I was reflecting today upon how difficult it seems for many of us to accept compliments. I certainly have been guilty of passing off, for example, a compliment about a dress that I'm wearing by saying something such as: "thanks, it has pockets!" Now, I do love a dress with pockets (who doesn't?) but the point is that it seems that hearing and truly accepting a compliment is something that many of us seem to find difficult to do. For many of us this seems to be out of fear of being seen as big-headed; egotistical or narcissistic. These doubts seem as though they're not just in our heads either but actually based on our experiences and expectations.BuzzFeed writer Rossalyn Warren reports on a social experiment on Tumblr where it was suggested that women accept the compliments that they received from men online, rather than dismiss them (see link below). When women seemed to be comfortable with their qualities and accepted the compliments, the responses from the men were overwhelmingly negative. This suggests that women being assertive and confident can cause discomfort and ultimately aggression in return from others. The cultural expectations seem to be that if women receive a compliment and doubt it then that is far more acceptable than if they agree with it and are subsequently shamed as being conceited or arrogant.
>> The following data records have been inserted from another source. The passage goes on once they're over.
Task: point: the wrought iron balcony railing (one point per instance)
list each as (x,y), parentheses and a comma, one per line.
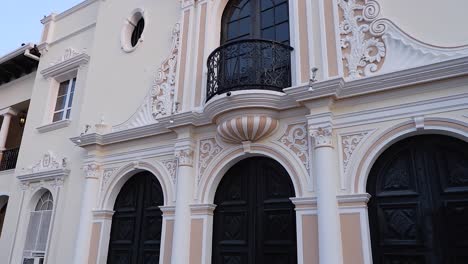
(249,64)
(9,158)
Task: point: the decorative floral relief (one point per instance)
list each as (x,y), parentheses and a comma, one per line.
(349,143)
(296,139)
(208,150)
(171,166)
(159,101)
(361,40)
(49,161)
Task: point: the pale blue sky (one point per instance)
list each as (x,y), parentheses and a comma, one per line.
(20,20)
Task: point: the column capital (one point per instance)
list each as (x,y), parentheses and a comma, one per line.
(8,111)
(92,170)
(322,135)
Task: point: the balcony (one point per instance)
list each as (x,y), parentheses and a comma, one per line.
(8,159)
(249,64)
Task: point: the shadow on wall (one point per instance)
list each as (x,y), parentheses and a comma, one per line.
(3,206)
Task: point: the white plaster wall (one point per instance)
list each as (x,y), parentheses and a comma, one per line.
(75,21)
(118,81)
(17,91)
(441,23)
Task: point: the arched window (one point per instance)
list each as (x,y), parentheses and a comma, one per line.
(254,51)
(256,19)
(38,230)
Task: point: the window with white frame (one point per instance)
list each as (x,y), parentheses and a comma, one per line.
(64,100)
(38,230)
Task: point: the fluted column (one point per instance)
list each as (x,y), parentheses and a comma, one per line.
(92,173)
(185,182)
(7,114)
(325,164)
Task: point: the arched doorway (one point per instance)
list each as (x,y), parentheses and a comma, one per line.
(254,221)
(137,222)
(419,207)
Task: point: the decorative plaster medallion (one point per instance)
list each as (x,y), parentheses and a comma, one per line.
(296,139)
(361,40)
(349,143)
(159,101)
(184,157)
(171,166)
(323,136)
(209,148)
(246,128)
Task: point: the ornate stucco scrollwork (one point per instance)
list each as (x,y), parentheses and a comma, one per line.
(246,128)
(296,139)
(159,101)
(162,93)
(208,150)
(361,42)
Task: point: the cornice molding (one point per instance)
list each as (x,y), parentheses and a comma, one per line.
(53,126)
(338,88)
(71,61)
(49,167)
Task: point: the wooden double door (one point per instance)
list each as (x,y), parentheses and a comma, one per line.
(254,221)
(136,224)
(419,207)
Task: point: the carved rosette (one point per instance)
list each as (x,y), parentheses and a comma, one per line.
(361,41)
(246,128)
(92,170)
(296,139)
(184,157)
(323,136)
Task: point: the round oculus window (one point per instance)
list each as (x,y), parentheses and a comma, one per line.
(132,33)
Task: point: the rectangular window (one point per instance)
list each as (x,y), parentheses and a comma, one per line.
(64,100)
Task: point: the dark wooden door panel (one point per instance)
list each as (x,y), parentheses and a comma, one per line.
(254,220)
(137,222)
(419,207)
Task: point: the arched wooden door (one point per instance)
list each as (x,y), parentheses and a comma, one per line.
(137,222)
(419,207)
(254,221)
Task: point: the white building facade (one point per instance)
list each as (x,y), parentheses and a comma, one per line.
(238,131)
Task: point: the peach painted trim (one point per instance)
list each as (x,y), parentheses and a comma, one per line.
(201,58)
(183,56)
(352,240)
(168,241)
(382,139)
(196,241)
(332,55)
(94,245)
(310,239)
(303,38)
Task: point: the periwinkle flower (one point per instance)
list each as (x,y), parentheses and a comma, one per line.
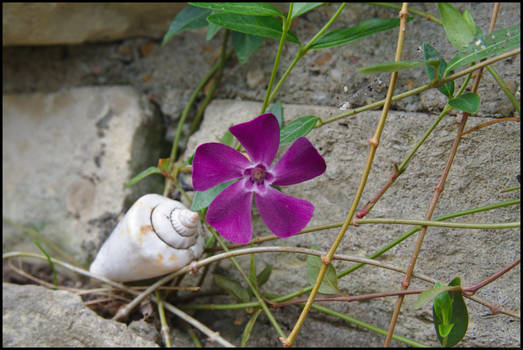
(230,212)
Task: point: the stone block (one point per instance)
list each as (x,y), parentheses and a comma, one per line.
(487,162)
(71,23)
(37,316)
(66,158)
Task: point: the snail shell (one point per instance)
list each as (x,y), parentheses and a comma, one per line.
(157,235)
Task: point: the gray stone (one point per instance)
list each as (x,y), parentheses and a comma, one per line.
(67,156)
(70,23)
(41,317)
(487,162)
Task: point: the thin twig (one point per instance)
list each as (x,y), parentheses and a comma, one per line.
(373,142)
(437,193)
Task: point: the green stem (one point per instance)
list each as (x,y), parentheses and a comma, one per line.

In my work with clients (both male and female) the issues of self-worth; self-esteem and the ability to self-validate come up time and time again. Much of the work done includes getting clients in touch with their values about themselves; engaging in activities that create a sense of achievement or pride; practicing a non-judgemental attitude towards themselves and others; and ultimately, building their self-esteem and self-worth. One way to do this is to be more conscious of our responses to others giving us positive feedback and compliments and to try to truly accept what others are complimenting us on.
Try practicing this for a month and see what changes you notice, we would love to hear about your experiences.